Dabei gehe es nicht darum, „einen Schwarze-Null-Fetischismus zu betreiben“, so Karl-Heinz Lambertz, sondern Handlungsspielräume zu behalten.
Die Welt brauche vielmehr eine „grüne Null“ im Sinne einer ausgeglichenen CO2-Bilanz, meinte Freddy Mockel aus Sicht von Ecolo.
Ansonsten bot die Anpassung vor allem Anlass, über den aktuellen Schuldenstand der Deutschsprachigen Gemeinschaft (in Höhe von knapp 400 Millionen Euro) und den Investitionsgegenwert zu debattieren.
Abschied aus dem PDG
Für einige Mandatare war es unabhängig vom Ausgang der Wahlen bis auf Weiteres die letzte PDG-Sitzung: Christoph Gentges (PFF), Marc Niessen (Ecolo) und Wolfgang Reuter (ProDG) treten bei den Wahlen am 26. Mai nicht wieder an.
Stephan Pesch
Sehr geehrter Herr Pesch,
wenn der Herr Balter, und das nicht erst seit gestern, ständig Gift versprüht in seinen Aussagen, Lügen verbreitet, eine Partei total runtermacht ist das für sie scheinbar ok.
Wenn man diesem ungehobelten Menschen jedoch mal den Spiegel vorhält, nennen sie das "Contenance verlieren und sich im Wortschatz vergreifen".
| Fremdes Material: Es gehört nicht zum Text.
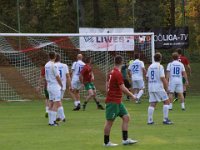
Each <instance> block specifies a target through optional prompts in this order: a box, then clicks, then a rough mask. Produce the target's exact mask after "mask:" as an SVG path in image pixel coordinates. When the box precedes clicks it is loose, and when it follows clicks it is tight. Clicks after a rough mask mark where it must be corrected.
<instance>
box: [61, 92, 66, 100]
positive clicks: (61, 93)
mask: <svg viewBox="0 0 200 150" xmlns="http://www.w3.org/2000/svg"><path fill="white" fill-rule="evenodd" d="M64 94H65V90H61V99H63V98H64Z"/></svg>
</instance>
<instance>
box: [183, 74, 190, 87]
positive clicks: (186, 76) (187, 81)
mask: <svg viewBox="0 0 200 150" xmlns="http://www.w3.org/2000/svg"><path fill="white" fill-rule="evenodd" d="M182 74H183V77H184V78H185V84H186V85H189V81H188V77H187V73H186V71H183V72H182Z"/></svg>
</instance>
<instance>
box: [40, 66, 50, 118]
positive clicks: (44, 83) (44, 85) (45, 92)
mask: <svg viewBox="0 0 200 150" xmlns="http://www.w3.org/2000/svg"><path fill="white" fill-rule="evenodd" d="M44 66H45V64H42V66H41V71H40V78H39V82H38V87H37V91H38V92H39V91H40V89H41V87H44V94H45V98H46V100H45V117H46V118H48V111H49V93H48V91H47V82H46V80H45V67H44Z"/></svg>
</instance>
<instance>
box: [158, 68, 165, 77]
mask: <svg viewBox="0 0 200 150" xmlns="http://www.w3.org/2000/svg"><path fill="white" fill-rule="evenodd" d="M159 72H160V77H165V71H164V68H163V66H162V65H160V69H159Z"/></svg>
Ich bin der Meinung dass wir als DG jetzt so kurz vor den Wahlen und auch sonst alle an einem Strang ziehen sollten. Anstatt sich gegenseitig den Ball zuzuwerfen wer was gesagt hat liegt es an uns allen, die Probleme gemeinsam anzugehen. Das gilt für uns als das Volk der Straße als auch die unterschiedlichen politischen Richtungen im PDG.
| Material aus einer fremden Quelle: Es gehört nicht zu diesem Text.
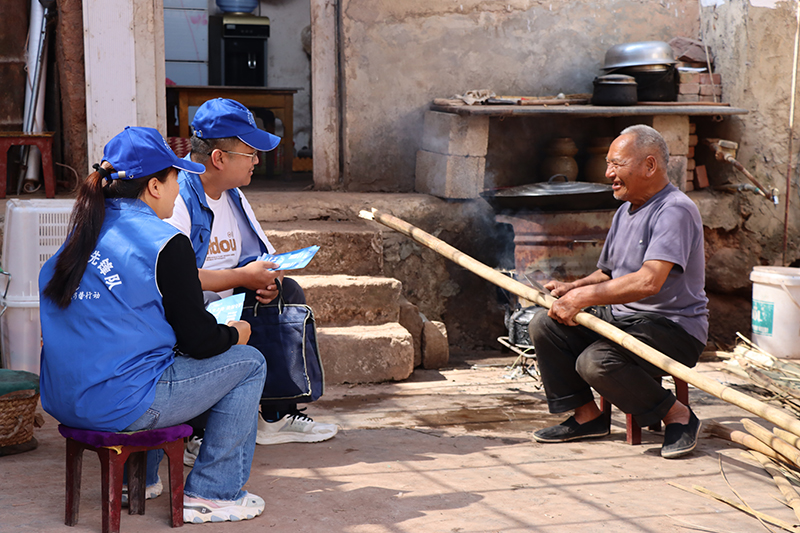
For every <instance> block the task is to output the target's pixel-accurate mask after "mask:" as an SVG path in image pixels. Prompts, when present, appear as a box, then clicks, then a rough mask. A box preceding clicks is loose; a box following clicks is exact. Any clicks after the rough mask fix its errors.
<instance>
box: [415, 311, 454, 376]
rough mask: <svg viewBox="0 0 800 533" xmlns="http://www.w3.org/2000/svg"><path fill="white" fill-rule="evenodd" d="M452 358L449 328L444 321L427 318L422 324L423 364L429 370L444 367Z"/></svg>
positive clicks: (446, 364) (441, 367) (423, 365)
mask: <svg viewBox="0 0 800 533" xmlns="http://www.w3.org/2000/svg"><path fill="white" fill-rule="evenodd" d="M449 360H450V347H449V346H448V343H447V329H446V328H445V325H444V323H442V322H437V321H431V320H426V321H424V322H423V324H422V366H423V367H424V368H426V369H428V370H430V369H436V368H443V367H445V366H447V363H448V361H449Z"/></svg>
Wir die DG haben viele Fortschritte erzielt und einen gesicherten Wohlstand, Frieden und saubere Luft was beileibe alles andere als selbstverständlich heutzutage ist. Wir sollten als pluralistische Gesellschaft alles dafür tun, dass das so bleibt und Menschen, die zur Zeit von der Gesellschaft abgekoppelt sind wegen Krankheit oder anderen Problemen, keine Angst um ihre Existenz haben brauchen.
Herrn Balther und Herrn Lambertz bitte ich als ganz normaler Bürger unserer DG, alle Konflikte durch beste Kompromißbereitschaft diplomatisch zu überwinden. Damit wir gemeinsam stark sind für eine soziale und sichere DG mit Wohlstand für alle!